Called the Israeli Peace Initiative, the two-page document is partly inspired by the changes under way regionally and is billed as a direct response to the Arab Peace Initiative issued by the Arab League in 2002 and again in 2007. It calls for a Palestinian state on nearly all the West Bank and Gaza with a capital in much of East Jerusalem, an Israeli withdrawal from the Golan Heights, and a set of regional security mechanisms and economic cooperation projects.

“We looked around at what was happening in neighboring countries and we said to ourselves, ‘It is about time that the Israeli public raised its voice as well,’ ” said Danny Yatom, a signer of the document and former head of Mossad, Israel’s intelligence service. “We feel this initiative can bring along many members of the public.”

Another member of the group, Yaakov Perry, a former head of Shin Bet, the internal security agency, said he sent a copy of the document on Sunday to Prime Minister Benjamin Netanyahu, who replied that he looked forward to reading it. The official unveiling is set for Wednesday in Tel Aviv, but a copy was made available to The New York Times.

“We are isolated internationally and seen to be against peace,” Mr. Perry said in a telephone interview. “I hope this will make a small contribution to pushing our prime minister forward. It is about time that Israel initiates something on peace.”

Mr. Yatom has been a member of Parliament from the Labor Party, and Mr.
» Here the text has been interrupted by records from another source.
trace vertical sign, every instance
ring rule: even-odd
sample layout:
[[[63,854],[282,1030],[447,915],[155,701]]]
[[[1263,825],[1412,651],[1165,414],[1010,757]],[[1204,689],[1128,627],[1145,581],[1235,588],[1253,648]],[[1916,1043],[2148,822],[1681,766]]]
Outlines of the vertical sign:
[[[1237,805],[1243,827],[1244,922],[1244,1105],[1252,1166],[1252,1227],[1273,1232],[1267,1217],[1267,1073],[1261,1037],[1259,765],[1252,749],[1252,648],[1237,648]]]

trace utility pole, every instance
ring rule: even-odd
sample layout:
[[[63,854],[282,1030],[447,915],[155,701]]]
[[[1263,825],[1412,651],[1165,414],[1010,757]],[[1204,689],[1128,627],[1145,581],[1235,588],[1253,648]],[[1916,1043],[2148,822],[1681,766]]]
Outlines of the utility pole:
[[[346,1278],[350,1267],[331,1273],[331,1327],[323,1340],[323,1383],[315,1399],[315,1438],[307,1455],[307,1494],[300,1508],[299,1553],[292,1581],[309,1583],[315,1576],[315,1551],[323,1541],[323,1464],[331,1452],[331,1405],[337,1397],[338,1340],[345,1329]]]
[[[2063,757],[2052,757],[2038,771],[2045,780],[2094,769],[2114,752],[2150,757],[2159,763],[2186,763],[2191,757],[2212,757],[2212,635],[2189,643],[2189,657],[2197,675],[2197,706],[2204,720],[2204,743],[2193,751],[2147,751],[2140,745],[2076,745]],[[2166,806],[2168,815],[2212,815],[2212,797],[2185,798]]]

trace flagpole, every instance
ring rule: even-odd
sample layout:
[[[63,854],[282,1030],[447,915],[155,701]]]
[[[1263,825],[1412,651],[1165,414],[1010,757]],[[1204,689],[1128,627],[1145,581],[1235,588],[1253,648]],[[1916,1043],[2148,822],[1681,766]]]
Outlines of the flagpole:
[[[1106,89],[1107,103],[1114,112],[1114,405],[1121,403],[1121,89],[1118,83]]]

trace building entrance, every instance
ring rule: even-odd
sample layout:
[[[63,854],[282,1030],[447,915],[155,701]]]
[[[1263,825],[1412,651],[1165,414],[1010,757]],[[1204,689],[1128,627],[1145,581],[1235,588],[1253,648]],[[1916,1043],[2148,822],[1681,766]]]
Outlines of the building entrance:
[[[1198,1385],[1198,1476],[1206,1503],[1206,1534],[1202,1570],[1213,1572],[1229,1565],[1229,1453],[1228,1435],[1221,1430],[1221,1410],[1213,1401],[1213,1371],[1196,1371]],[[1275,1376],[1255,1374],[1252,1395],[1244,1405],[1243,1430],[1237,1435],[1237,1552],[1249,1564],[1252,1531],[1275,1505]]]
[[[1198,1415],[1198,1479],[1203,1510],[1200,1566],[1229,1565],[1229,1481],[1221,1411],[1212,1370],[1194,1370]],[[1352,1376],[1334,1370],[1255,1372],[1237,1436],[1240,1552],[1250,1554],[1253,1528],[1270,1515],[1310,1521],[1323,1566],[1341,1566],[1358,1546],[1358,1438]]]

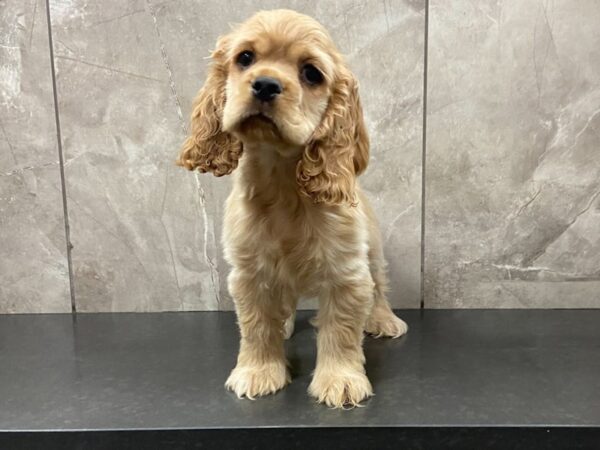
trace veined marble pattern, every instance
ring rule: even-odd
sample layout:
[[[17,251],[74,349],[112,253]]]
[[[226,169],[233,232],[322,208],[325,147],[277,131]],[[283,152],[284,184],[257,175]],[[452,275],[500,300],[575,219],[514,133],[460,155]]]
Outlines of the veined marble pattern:
[[[387,238],[394,304],[418,307],[423,2],[109,5],[51,8],[79,311],[232,308],[219,243],[230,181],[173,160],[217,37],[276,7],[319,17],[362,82],[373,141],[363,185]]]
[[[143,1],[52,2],[78,311],[217,309],[213,195],[184,137]]]
[[[431,0],[427,307],[600,307],[598,23],[594,0]]]
[[[186,125],[191,101],[204,82],[206,56],[217,37],[229,30],[229,23],[241,22],[261,9],[291,8],[318,18],[328,28],[361,83],[372,144],[370,167],[361,183],[381,220],[393,280],[390,299],[394,306],[405,308],[418,307],[420,302],[424,6],[424,1],[351,0],[188,0],[153,2],[152,6],[160,35],[165,37],[165,53]],[[199,182],[213,193],[219,240],[229,180],[201,175]],[[221,247],[217,250],[221,308],[231,309],[226,289],[229,268],[222,260]],[[303,306],[315,303],[300,303]]]
[[[360,80],[361,183],[392,303],[418,307],[424,0],[50,3],[79,311],[232,308],[230,180],[174,159],[216,38],[280,7],[317,17]],[[0,312],[70,310],[45,13],[0,1]],[[600,3],[429,13],[425,307],[600,307]]]
[[[0,313],[71,298],[43,0],[0,2]]]

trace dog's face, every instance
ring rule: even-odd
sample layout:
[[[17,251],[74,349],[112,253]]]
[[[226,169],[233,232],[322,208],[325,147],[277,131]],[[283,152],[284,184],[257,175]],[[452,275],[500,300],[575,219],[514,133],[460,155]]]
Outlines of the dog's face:
[[[352,202],[368,137],[356,80],[327,31],[294,11],[263,11],[221,37],[212,59],[178,163],[221,176],[244,146],[296,148],[300,192]]]
[[[222,44],[223,45],[223,44]],[[331,41],[312,19],[259,15],[226,40],[223,130],[242,141],[305,145],[331,95]]]

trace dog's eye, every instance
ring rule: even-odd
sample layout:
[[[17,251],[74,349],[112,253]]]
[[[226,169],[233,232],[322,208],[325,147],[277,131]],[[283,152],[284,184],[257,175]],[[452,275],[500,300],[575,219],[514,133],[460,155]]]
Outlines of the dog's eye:
[[[312,64],[305,64],[300,72],[302,79],[311,86],[321,84],[323,82],[323,74]]]
[[[242,53],[240,53],[238,55],[236,62],[241,67],[246,68],[254,62],[254,53],[251,52],[250,50],[243,51]]]

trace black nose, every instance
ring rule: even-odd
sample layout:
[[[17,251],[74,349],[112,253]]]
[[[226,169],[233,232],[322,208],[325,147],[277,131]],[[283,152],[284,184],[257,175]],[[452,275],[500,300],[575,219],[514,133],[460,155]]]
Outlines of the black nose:
[[[281,94],[281,83],[271,77],[258,77],[252,83],[252,93],[261,102],[270,102]]]

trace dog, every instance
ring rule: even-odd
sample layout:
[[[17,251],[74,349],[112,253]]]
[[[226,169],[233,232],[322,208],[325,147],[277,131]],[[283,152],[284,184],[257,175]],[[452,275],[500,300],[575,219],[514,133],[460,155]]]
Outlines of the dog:
[[[254,399],[290,383],[284,339],[298,298],[318,297],[309,394],[357,406],[373,395],[363,332],[407,331],[357,183],[369,161],[358,83],[325,28],[290,10],[255,14],[211,58],[177,163],[216,176],[237,168],[223,246],[241,339],[225,386]]]

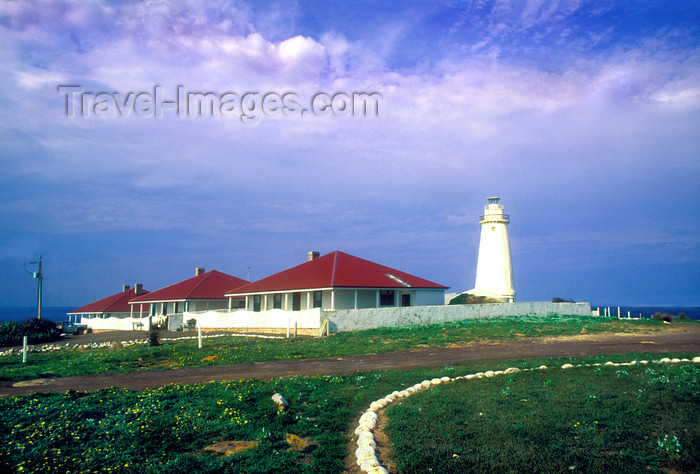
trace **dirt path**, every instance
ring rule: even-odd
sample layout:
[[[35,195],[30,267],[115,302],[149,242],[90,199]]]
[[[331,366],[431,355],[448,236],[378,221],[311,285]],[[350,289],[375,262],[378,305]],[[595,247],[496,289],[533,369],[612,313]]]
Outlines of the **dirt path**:
[[[368,354],[328,359],[258,362],[255,364],[131,372],[0,382],[0,397],[66,390],[97,390],[112,386],[145,389],[171,383],[193,384],[212,380],[271,379],[292,375],[346,374],[370,370],[405,370],[469,361],[499,361],[536,357],[623,354],[628,352],[700,353],[700,327],[656,334],[592,334],[517,341],[470,343],[459,347],[426,348],[411,352]]]

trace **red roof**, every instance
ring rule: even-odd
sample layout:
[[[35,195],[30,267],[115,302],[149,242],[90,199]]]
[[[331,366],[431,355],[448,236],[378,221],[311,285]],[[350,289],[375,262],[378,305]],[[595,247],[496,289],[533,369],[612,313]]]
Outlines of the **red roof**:
[[[71,311],[68,314],[120,313],[131,311],[129,301],[132,300],[135,296],[137,296],[134,293],[134,291],[134,288],[122,291],[121,293],[117,293],[116,295],[108,296],[107,298],[102,298],[101,300],[95,301],[94,303],[89,303],[85,306],[81,306],[80,308],[76,309],[75,311]],[[147,293],[148,291],[141,290],[139,296],[146,295]]]
[[[134,303],[146,303],[155,301],[183,301],[183,300],[217,300],[226,299],[224,294],[236,289],[248,282],[226,273],[211,270],[201,275],[188,278],[160,290],[152,291],[148,295],[139,296],[130,301]]]
[[[448,287],[336,250],[240,288],[230,289],[227,294],[244,295],[312,288]]]

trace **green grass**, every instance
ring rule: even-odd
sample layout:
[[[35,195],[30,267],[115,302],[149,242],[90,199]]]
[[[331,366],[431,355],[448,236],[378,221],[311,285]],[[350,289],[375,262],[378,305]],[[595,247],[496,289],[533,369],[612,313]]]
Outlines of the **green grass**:
[[[0,380],[380,354],[486,340],[574,335],[580,334],[584,328],[589,333],[655,332],[691,324],[698,323],[690,321],[669,326],[654,320],[625,321],[583,316],[514,317],[380,328],[313,339],[217,337],[204,339],[202,349],[197,349],[195,340],[165,341],[161,346],[150,350],[139,344],[123,349],[71,349],[31,353],[26,364],[22,363],[21,356],[0,357]],[[202,361],[209,356],[217,356],[218,359]]]
[[[389,408],[387,433],[402,473],[700,472],[699,376],[650,364],[461,380]]]
[[[344,469],[344,458],[348,454],[348,436],[351,436],[352,424],[356,422],[361,412],[373,400],[426,378],[442,375],[456,376],[509,366],[535,367],[542,363],[554,366],[577,360],[627,361],[632,358],[663,356],[663,354],[634,354],[578,359],[484,362],[400,372],[377,371],[342,376],[292,377],[270,381],[169,385],[142,391],[111,388],[93,392],[37,393],[4,398],[0,399],[0,413],[2,413],[0,445],[5,447],[0,451],[0,472],[99,471],[187,472],[189,474],[194,472],[341,472]],[[684,357],[687,354],[678,356]],[[683,393],[679,395],[671,391],[680,377],[674,375],[678,369],[661,368],[656,365],[653,369],[657,372],[646,374],[647,392],[659,391],[663,395],[664,403],[675,407],[666,413],[668,420],[663,421],[664,430],[659,431],[658,436],[677,435],[683,449],[686,449],[688,437],[697,441],[697,414],[689,414],[687,407],[683,408],[684,405],[681,403],[690,402],[697,406],[697,385],[693,386],[696,398],[685,400]],[[687,372],[688,369],[680,370]],[[550,370],[533,374],[533,377],[539,377],[534,382],[535,387],[547,388],[541,390],[544,392],[542,397],[549,391],[555,391],[559,383],[556,374],[559,372],[564,371]],[[582,378],[585,381],[582,382],[582,387],[588,388],[589,381],[582,372],[571,371],[565,374],[574,381]],[[687,375],[686,379],[689,380],[691,375],[695,381],[697,369]],[[626,377],[634,376],[625,375],[621,379],[615,378],[614,381],[618,383],[619,380],[626,380]],[[666,383],[662,377],[669,377],[673,383]],[[439,386],[429,393],[414,395],[396,408],[405,410],[409,402],[416,400],[420,402],[419,408],[425,407],[421,412],[423,415],[416,418],[409,410],[405,415],[398,417],[405,418],[408,422],[409,432],[412,426],[420,423],[421,418],[427,417],[431,420],[429,424],[431,428],[421,432],[420,436],[447,426],[448,422],[450,426],[461,429],[462,426],[466,426],[463,423],[471,422],[474,415],[471,399],[462,398],[464,395],[494,400],[491,403],[501,403],[503,398],[520,397],[519,392],[518,394],[514,392],[521,390],[518,386],[528,383],[526,377],[522,377],[522,380],[520,378],[487,379],[487,383],[495,383],[490,387],[483,383],[484,380],[473,382]],[[442,410],[441,404],[444,404],[445,399],[442,395],[448,393],[446,390],[464,389],[469,384],[472,384],[471,387],[477,391],[471,394],[456,394],[462,403],[462,408],[455,408],[455,404],[450,404],[456,411],[446,413]],[[508,387],[507,390],[512,393],[508,397],[502,393],[504,387]],[[622,386],[621,391],[624,390],[631,390],[631,388]],[[275,392],[280,392],[290,401],[289,411],[281,414],[277,412],[274,402],[270,399]],[[587,391],[584,390],[584,392],[586,396],[589,395]],[[610,393],[609,397],[613,395]],[[530,407],[535,404],[538,395],[535,393],[528,396],[530,396],[528,404],[516,401],[516,404],[521,403],[518,407],[519,412],[531,410]],[[678,396],[681,399],[678,399]],[[421,400],[425,397],[427,400]],[[443,401],[436,403],[431,401],[430,397],[437,397]],[[640,419],[647,419],[650,414],[647,411],[645,397],[646,395],[632,397],[629,400],[631,403],[629,410],[639,411],[637,416]],[[626,398],[624,400],[627,402]],[[589,403],[592,404],[589,405]],[[546,429],[542,429],[540,430],[543,432],[542,436],[558,440],[560,437],[569,436],[572,430],[578,429],[571,423],[588,422],[590,426],[590,423],[595,420],[607,423],[606,430],[615,429],[617,430],[615,432],[622,432],[621,430],[625,429],[628,423],[628,412],[621,411],[616,416],[617,412],[606,410],[604,413],[608,413],[607,418],[598,416],[597,411],[607,403],[608,399],[603,398],[593,402],[579,401],[570,404],[565,410],[566,416],[561,419],[562,427],[553,433],[547,433]],[[596,412],[595,417],[592,417],[591,409]],[[493,416],[493,412],[486,411],[485,414],[488,418],[482,418],[482,420],[498,419]],[[446,415],[451,419],[445,420]],[[522,428],[510,427],[512,423],[516,423],[515,421],[509,422],[506,416],[500,418],[499,426],[506,432],[520,430],[521,433],[527,434]],[[392,411],[392,424],[396,419],[397,412]],[[654,420],[650,422],[656,423]],[[532,424],[532,421],[529,423]],[[683,425],[683,423],[688,429],[685,434],[666,428],[666,424],[671,426]],[[581,430],[581,436],[588,436],[584,428]],[[594,428],[594,430],[600,430],[600,428]],[[655,443],[657,433],[654,428],[650,430],[649,436]],[[455,432],[459,433],[459,430]],[[311,438],[313,444],[302,452],[290,450],[285,441],[285,435],[288,433]],[[482,436],[479,433],[465,434],[469,441],[467,446],[499,445],[503,437],[502,433],[495,430],[489,433],[483,435],[484,438],[479,438]],[[596,434],[595,431],[593,434]],[[416,440],[422,440],[422,438],[418,435],[411,436],[413,439],[408,443],[410,445],[408,450],[425,453],[426,450],[422,446],[416,446]],[[405,441],[407,436],[402,438],[399,435],[398,439]],[[230,457],[218,457],[202,451],[205,446],[222,440],[251,440],[258,441],[259,445],[250,451],[243,451]],[[645,444],[641,439],[637,441],[639,456],[648,457],[656,452],[653,443],[649,451],[647,449],[649,443]],[[456,449],[454,439],[445,441],[435,438],[430,442],[437,444],[437,446],[431,445],[433,450],[442,453],[446,452],[446,449],[450,456]],[[563,440],[555,442],[562,447],[566,446],[562,444],[565,443]],[[421,443],[423,441],[418,444]],[[443,443],[445,443],[444,449],[440,447]],[[460,447],[462,449],[460,453],[466,456],[464,445],[460,444]],[[509,451],[511,445],[503,445],[499,449]],[[410,453],[401,454],[401,449],[397,449],[397,452],[401,462],[404,462],[401,457],[406,457],[406,462],[414,459]],[[492,452],[493,449],[486,454],[490,455]],[[440,470],[433,469],[433,472],[440,472]]]

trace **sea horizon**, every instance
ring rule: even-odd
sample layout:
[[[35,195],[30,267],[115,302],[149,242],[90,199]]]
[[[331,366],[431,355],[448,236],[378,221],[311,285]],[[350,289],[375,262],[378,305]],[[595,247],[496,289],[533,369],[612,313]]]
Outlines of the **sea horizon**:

Perry, now a banker, has recently joined Kadima, the main opposition party. Like all 40 people who signed the initiative, they are politically to the left of Mr. Netanyahu and most of his rightist government.

But the group was selected to seem as mainstream as possible. It includes scholars, businesspeople, and the son and daughter of Prime Minister Yitzhak Rabin, who was assassinated in 1995. While polls show that the Israeli public has moved right in recent years, many political analysts argue that the public worries about the country’s diplomatic isolation and is open to a peace deal.

The initiative’s goal is resolution of all claims and an end to the Israeli-Arab conflict. It acknowledges “the suffering of the Palestinian refugees since the 1948 war as well as of the Jewish refugees from the Arab countries.” It says it shares the statement of the Arab Peace Initiative “that a military solution to the conflict will not achieve peace or provide security for the parties.”

The two-state solution envisioned for Israel and Palestine resembles the Clinton parameters of 2000. Palestine would be a nation-state for the Palestinians, and Israel “a nation-state for the Jews (in which the Arab minority will have equal and full civil rights as articulated in Israel’s Declaration of Independence).”

The document calls for the 1967 lines to be a basis for borders, with agreed modifications based on swaps that would not exceed 7 percent of the West Bank.

Jerusalem’s Jewish neighborhoods would go to Israel, and Arab neighborhoods to Palestine; the Temple Mount, known as the Noble Sanctuary to Muslims, would be under no sovereignty, although the Western Wall and Jewish Quarter of the Old City would be under Israel. On Palestinian refugees, the plan suggests financial compensation and return to the state of Palestine, not Israel, with “mutually agreed-upon symbolic exceptions” allowed into Israel.

Regarding Syria, the proposal calls for Israeli withdrawal from the Golan Heights, with agreed minor modifications and land swaps in stages taking no longer than five years.

Mr. Yatom said one goal was to be heard in neighboring states. “We want to signal to moderate Palestinians and Syrians that there is a new horizon and light at the end of the tunnel,” he said.